Here is an example: pretend the "sandbox" is Western Europe, 1944. The GM has a plan that (barring player interference) addresses which way thr course of the war goes, which cities are leveled, etc.
Now....based on the players you can wind up with Saving Private Ryan, Inglorious Basterds or Overlord. Or one of a million other stories, which may, or may not, impact the arc of the setting.
I will generally lay out easy plot hooks that appeal to the characters based on the kind of game discussed in Session -1 (aka the "what game are we playing next" session) and Session 0. Inglorious Basterds get the French 5th column. Overlord gets drafted. Saving Private Ryan requires a bit more custom-crafted openings.

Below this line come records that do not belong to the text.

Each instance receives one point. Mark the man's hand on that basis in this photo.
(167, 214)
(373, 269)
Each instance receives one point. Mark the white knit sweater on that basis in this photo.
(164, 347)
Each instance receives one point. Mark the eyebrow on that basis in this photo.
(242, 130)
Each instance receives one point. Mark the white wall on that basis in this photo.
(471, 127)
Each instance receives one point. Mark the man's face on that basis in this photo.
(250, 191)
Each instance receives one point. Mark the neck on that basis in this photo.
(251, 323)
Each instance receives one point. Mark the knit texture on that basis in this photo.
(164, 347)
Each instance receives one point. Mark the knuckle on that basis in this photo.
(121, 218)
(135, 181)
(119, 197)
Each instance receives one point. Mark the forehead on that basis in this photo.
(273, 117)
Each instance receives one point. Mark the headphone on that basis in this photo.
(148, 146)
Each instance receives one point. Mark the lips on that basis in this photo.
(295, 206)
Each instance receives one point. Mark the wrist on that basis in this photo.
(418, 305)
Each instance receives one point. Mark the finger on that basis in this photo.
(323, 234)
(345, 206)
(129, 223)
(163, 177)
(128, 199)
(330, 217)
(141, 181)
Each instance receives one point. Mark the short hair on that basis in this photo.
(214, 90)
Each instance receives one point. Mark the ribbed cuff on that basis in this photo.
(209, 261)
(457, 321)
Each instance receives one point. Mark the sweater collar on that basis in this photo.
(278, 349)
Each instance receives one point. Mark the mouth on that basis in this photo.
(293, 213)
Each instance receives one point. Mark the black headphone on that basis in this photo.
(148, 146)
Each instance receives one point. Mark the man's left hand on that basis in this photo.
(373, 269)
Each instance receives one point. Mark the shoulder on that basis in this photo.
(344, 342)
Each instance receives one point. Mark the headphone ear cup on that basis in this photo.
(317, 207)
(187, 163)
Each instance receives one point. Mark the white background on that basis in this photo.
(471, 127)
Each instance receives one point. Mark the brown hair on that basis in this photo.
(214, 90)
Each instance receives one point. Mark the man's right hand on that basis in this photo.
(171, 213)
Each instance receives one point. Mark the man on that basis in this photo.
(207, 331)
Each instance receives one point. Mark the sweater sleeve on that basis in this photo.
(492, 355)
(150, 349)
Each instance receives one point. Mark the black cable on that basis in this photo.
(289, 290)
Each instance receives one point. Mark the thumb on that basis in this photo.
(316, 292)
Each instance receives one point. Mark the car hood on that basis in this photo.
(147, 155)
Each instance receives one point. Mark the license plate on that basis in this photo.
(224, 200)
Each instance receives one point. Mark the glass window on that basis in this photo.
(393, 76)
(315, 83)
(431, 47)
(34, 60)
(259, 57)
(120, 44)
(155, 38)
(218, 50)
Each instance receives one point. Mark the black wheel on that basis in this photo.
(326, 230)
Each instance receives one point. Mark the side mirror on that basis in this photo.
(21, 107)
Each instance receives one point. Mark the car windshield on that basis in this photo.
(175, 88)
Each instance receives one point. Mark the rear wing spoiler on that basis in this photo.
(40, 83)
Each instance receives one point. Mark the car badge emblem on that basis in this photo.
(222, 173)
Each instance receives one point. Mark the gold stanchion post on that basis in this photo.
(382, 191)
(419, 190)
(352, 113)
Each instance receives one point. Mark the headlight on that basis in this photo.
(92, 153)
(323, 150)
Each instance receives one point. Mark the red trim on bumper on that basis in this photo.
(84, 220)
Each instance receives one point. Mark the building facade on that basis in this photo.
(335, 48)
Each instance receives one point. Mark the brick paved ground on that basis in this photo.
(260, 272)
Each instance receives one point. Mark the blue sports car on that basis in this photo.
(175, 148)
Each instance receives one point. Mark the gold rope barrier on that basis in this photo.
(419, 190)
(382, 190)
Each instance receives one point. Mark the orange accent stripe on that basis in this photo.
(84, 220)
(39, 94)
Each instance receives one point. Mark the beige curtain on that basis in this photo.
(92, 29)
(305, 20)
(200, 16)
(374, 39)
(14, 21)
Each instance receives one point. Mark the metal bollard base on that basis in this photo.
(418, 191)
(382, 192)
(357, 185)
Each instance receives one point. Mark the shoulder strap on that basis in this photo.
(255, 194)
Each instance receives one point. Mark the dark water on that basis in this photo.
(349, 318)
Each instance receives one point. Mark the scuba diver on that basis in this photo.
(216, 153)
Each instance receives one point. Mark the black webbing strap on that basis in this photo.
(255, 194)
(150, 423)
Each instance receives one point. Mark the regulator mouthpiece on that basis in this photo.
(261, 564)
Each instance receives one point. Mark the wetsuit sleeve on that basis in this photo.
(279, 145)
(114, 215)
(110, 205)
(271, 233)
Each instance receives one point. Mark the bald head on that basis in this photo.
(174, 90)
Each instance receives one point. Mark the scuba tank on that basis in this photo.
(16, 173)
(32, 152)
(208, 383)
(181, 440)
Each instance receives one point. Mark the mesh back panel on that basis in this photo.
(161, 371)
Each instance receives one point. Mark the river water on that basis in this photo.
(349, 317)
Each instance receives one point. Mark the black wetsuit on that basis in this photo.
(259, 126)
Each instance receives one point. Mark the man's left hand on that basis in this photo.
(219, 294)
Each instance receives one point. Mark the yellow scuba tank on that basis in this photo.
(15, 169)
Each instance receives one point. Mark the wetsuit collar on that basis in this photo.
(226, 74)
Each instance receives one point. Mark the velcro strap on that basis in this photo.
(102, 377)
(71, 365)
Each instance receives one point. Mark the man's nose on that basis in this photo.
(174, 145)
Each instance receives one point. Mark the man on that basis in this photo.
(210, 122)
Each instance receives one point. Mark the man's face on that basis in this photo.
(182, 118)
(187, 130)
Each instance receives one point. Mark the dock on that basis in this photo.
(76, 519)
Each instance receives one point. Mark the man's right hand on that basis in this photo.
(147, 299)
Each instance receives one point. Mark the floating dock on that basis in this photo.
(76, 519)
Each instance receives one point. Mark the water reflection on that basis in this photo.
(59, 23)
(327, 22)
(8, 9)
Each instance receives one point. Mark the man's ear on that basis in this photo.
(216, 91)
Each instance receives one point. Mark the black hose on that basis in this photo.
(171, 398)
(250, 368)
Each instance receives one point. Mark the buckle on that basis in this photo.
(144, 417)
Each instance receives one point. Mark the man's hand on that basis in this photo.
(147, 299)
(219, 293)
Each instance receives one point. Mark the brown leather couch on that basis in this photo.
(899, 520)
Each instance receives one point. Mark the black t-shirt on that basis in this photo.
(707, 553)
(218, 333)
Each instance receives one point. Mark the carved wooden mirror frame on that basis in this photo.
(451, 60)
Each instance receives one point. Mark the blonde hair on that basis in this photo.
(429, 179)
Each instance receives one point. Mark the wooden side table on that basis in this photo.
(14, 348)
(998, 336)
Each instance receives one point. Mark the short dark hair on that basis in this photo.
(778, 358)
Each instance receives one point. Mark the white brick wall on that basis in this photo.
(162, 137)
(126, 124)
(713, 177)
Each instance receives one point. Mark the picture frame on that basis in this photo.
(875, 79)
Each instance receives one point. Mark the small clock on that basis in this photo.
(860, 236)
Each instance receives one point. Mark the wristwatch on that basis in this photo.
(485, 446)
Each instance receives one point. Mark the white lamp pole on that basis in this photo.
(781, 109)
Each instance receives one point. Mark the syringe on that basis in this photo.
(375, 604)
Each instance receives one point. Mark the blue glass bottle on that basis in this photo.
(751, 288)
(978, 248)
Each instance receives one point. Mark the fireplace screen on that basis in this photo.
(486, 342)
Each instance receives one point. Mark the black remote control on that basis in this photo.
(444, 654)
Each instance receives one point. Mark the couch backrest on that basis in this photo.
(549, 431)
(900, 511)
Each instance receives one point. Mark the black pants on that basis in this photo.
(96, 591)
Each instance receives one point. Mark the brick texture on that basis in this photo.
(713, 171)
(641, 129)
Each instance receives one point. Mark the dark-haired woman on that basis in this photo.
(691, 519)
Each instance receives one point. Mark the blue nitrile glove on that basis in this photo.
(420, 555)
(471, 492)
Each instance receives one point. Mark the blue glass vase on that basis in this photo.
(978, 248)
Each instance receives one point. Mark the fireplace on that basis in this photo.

If midway through Ryan, they decide to pull a Basterds, OK. But Ryan could very well die. Or maybe they so disrupt the Reich that D-day doesn't happen.
Only time will tell.
I disagree. I don't think you've actually tried what @pemerton, or @Manbearcat do. I have yet to discover players who don't yearn to craft that story, to play fully fleshed out characters.Addendum: IME most players can't generate/spare the emotional energy for "driven" characters. They want a Forrest Gump game, where fate drops a metric ton of improbable opportunities to be "in the room where it happens" and their character can step up or just enjoy being in the background.